In a firm commitment to fiscal discipline, Permanent Secretary and Secretary to the Treasury (PSST) Ramathan Ggoobi has reaffirmed that the Ugandan government will only engage in borrowing when the cost of debt is affordable.
Speaking during the second quarter expenditure release for the Financial Year 2024/25, at the Ministry of Finance’s headquarters, Ggoobi emphasized that the government remains cautious of its borrowing strategies, ensuring that loans are secured only under favourable conditions that will not strain the national budget.
“We shall not borrow money from the markets at any cost. Our borrowing strategy is grounded in maintaining sustainable debt levels, and we shall borrow only when the cost is affordable,” Ggoobi stated. He noted that the government is acutely aware of the repercussions of high-interest loans and is focused on balancing development needs with fiscal prudence.
“I reiterate, that the Government debt position is sustainable and within internationally recognized benchmarks,” he asserted.
Ggoobi further emphasized that the government would not spend money it does not have, reflecting a stringent approach to managing public funds. “There is no money we shall spend when we don’t have it. Our expenditure will be aligned with available resources to avoid burdening the future generations with unsustainable debt,” he added.
He added; “There are no more budget games and money for middlemen in government. That money for middlemen is over. We are growing the economy tenfold.”
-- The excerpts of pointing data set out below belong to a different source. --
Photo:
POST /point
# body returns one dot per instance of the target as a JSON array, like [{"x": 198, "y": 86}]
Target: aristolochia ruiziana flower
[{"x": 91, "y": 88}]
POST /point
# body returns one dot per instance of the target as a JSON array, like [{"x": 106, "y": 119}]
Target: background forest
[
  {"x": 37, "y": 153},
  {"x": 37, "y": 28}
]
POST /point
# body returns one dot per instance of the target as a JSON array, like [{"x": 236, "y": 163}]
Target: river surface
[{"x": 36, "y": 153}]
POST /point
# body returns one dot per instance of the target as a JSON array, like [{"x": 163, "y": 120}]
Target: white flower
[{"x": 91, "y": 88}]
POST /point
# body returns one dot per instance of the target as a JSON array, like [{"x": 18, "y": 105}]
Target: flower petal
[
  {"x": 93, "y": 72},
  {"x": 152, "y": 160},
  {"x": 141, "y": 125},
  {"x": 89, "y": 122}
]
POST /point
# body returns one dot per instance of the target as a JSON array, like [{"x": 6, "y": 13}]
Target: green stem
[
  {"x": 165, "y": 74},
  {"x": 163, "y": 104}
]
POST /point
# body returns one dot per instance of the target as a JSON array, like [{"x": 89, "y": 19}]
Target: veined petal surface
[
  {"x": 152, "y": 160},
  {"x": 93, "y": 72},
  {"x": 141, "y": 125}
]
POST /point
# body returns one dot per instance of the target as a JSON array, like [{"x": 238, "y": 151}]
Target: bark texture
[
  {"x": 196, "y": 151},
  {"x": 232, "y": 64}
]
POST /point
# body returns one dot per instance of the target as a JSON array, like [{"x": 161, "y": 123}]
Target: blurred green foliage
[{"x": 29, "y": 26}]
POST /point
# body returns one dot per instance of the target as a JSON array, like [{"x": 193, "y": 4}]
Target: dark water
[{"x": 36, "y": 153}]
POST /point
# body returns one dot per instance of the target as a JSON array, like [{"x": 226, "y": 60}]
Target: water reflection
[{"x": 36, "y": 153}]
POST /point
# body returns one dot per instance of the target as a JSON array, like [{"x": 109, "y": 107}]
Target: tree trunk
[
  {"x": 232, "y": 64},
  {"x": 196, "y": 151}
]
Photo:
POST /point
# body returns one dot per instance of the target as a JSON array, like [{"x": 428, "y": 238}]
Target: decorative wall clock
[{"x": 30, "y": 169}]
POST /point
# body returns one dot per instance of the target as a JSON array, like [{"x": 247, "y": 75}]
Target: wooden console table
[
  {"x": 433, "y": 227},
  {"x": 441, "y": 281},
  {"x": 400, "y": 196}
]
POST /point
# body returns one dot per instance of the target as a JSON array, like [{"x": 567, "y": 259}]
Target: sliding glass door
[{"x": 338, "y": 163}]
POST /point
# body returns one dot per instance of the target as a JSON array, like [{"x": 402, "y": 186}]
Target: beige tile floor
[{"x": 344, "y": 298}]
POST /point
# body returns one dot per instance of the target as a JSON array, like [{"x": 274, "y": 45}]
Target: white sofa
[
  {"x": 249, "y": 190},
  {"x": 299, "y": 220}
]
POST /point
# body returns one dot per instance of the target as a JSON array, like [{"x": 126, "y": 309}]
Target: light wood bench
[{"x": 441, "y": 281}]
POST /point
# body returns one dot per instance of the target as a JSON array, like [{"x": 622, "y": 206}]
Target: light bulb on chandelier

PSST’s echo comes at a time when Uganda continues to face challenges related to managing its debt portfolio, particularly amid rising global interest rates and inflationary pressures.
His declaration aligns with the broader government policy of reducing reliance on borrowing to fund public projects, focusing instead on enhancing domestic revenue mobilization through tax reforms and efficiency in public sector expenditure.
Ggoobi also reassured the public that despite the restrained borrowing, key development projects, particularly in infrastructure, health, and education, will continue to receive funding, albeit within the government’s affordable limits.
Uganda’s debt status
As of 15th October 2024, the Government had issued domestic debt amounting to Shs 6.825 trillion. Of this, Shs 3.475 trillion was for refinancing maturing debt (roll-over) and Shs 3.350 trillion was for financing general budget activities (net domestic financing/NDF).
The issuance so far represents 32 per cent of the issuance target for FY 2024/25. There was a marginal frontload of domestic debt issuance into the first half of the fiscal year to cater for Government financing requirements and at the same time smoothen the seasonality reduction of domestic revenues in Q1.
Looking ahead, the inflation outlook is good and the Central Bank in response reduced the CBR from 10 per cent to 9.75 per cent on 7th October 2024. Therefore, there is an expectation that interest rates on Government securities will be steady with the possibility of reduction.
Meanwhile, the Ministry of Finance released the Q2 Expenditure and the expenditure Limits for FY 2024/25 were derived from the quarterly Work Plans and Procurement Plans of Ministries, Departments and Agencies and taking into consideration the projected resource inflows.
For this Quarter (October-December 2024), Shs 15.99 trillion, has been released representing 22.2 per cent of the approved budget.